Brody: It is a shared responsibility. I’ve been longing to tell a version of this story for well over a decade. Paul and I have worked together in the past and I’ve found his writing and directing to be wonderful. As a screenwriter, I found he understood the range in which I wanted this to go. I enjoyed our experience together when we worked. I pitched him this conceptually and he loved it, and immediately had wonderful ideas. We got right to work. So much of this is influenced by both of our interests, which are very similar in terms of screenwriting and caliber of artistic films that we liked in terms of style in which we wanted to tell the story. We were very aligned on that.
Musically, Paul had interesting ideas. I didn’t set out to score this and produce it—that wasn’t my objective, initially—but it came alive as I was making the film and as I continue to make music on a daily basis. What was pouring out of me, especially at that time, felt very much an extension of Clean and that world. So (the music) became an additional character that I created in the storytelling.
Dawson: Twenty years ago, you starred in The Pianist. Does it seem that long ago?
Brody: No.
Dawson: In what ways did that film shape you or has shaped you in the past 20 years?
Brody: It’s a remarkable thing. That movie has had the most profound effect on my life than any other endeavor or experience that I’ve embarked on. Before any of the accolades—which I’m eternally grateful for—it had already shifted everything and changed my perspective and given me a sense of gratitude that has not left me. It gave me a sense of responsibility in how I live my life.
I was only 27 when I made that film.
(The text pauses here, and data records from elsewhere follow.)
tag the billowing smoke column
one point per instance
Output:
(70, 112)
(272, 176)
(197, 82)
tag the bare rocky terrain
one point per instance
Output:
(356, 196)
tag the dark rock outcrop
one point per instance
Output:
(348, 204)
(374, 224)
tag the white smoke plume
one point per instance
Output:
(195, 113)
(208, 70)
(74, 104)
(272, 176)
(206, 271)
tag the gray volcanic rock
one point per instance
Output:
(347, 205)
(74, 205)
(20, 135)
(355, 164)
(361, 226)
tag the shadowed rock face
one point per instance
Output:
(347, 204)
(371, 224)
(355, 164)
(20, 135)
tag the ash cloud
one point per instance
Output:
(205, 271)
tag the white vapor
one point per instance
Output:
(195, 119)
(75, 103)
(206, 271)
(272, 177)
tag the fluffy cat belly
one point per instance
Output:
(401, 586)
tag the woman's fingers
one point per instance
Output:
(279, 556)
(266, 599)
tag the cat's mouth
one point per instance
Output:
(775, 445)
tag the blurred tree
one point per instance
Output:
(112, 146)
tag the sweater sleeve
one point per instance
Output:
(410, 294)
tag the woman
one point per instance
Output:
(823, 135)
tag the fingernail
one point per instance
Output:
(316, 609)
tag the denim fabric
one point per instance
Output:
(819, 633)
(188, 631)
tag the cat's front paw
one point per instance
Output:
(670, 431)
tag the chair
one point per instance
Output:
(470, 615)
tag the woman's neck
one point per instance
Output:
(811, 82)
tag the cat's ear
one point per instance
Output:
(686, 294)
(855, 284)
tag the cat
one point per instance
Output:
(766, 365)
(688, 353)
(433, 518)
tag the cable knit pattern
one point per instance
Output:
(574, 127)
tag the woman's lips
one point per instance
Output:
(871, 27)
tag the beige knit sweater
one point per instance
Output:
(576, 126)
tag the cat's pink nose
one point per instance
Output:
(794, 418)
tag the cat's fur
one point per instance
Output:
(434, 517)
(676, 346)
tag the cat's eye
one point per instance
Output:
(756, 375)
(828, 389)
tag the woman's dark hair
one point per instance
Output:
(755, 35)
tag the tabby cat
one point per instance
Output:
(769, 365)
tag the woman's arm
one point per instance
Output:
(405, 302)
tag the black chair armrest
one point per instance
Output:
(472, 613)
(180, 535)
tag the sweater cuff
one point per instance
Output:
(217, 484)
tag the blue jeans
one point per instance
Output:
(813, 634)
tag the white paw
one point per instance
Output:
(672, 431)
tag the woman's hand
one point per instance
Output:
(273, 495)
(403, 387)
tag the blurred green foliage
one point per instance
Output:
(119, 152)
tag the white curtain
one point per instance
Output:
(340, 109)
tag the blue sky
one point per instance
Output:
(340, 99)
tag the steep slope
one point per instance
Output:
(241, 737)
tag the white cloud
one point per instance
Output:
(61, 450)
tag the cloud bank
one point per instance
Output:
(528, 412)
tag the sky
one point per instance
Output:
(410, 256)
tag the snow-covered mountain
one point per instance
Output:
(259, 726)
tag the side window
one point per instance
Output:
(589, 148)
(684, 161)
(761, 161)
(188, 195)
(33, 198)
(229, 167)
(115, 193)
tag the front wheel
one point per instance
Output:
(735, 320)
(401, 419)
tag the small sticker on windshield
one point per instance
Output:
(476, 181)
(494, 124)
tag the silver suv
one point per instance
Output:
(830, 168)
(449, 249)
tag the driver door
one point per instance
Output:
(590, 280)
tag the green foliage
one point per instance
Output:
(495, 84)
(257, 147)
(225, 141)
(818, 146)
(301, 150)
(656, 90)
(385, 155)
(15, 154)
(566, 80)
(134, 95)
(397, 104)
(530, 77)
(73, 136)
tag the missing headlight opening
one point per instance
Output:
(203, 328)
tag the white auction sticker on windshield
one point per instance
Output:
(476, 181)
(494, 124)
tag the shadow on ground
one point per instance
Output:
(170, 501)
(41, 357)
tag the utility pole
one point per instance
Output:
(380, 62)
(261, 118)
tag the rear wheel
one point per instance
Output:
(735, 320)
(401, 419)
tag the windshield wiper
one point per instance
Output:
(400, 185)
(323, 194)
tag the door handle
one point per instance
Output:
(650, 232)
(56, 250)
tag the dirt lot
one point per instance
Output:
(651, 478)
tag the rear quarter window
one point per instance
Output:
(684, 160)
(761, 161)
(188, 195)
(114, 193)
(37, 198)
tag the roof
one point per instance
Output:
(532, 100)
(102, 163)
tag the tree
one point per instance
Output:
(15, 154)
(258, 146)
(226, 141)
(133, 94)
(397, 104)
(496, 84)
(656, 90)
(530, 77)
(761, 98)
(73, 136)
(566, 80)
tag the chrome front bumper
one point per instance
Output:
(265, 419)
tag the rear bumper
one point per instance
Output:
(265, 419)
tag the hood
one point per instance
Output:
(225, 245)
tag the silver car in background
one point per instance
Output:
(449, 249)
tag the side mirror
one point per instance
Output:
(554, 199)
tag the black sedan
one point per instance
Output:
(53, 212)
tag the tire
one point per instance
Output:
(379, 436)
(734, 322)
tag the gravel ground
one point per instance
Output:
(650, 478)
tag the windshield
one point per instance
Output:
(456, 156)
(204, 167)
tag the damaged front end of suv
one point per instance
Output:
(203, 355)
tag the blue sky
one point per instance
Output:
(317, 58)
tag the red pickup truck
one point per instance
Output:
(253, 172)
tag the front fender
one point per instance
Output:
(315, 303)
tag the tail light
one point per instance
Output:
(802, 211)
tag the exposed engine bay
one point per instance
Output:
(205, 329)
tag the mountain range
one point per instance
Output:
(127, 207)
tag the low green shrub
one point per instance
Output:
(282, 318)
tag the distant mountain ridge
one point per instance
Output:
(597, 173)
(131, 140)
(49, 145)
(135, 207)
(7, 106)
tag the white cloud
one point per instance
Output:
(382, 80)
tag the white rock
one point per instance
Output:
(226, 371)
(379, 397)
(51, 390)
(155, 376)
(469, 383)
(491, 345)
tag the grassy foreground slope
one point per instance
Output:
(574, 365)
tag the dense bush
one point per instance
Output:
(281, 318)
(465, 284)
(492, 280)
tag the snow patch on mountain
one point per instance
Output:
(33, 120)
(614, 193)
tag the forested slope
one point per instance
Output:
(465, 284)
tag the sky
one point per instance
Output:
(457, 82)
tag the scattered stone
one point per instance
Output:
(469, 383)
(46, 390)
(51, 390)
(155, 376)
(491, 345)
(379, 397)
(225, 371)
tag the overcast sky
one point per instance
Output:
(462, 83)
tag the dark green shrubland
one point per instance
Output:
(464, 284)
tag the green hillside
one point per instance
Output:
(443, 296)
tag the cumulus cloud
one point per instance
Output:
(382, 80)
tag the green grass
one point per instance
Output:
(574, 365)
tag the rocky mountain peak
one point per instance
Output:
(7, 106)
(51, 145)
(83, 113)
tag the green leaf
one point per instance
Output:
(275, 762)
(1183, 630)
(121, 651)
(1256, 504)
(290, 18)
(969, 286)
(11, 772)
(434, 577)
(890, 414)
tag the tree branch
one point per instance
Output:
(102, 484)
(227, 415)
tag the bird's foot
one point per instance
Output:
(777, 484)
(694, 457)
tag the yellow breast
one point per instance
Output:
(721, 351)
I wasn’t conscious of how much I took for granted. I had said back then that my understanding of this and portraying a survivor of that horrible time in history that young people—my generation—might not understand fully because they hadn’t lived through something traumatic on that level in the United States, and how fortunate we were and how unaware we were of that kind of suffering or the potential for so much to be pulled out from under us on a national level.
But now we’re experiencing that to a degree so it’s reinforced my need to live presently and apply myself in a very focused way and to do what I feel is meaningful. To share and live more fearlessly and not get bogged down in the things that may very well be disappointing or difficult to overcome. When you look around at the vast suffering of this world, you better be thankful for every moment that it’s not affecting you or your loved ones. That’s what (The Pianist) has done for me, which I’m really grateful for, because that prepared me for a level of success that I (previously) hadn’t had as a working actor.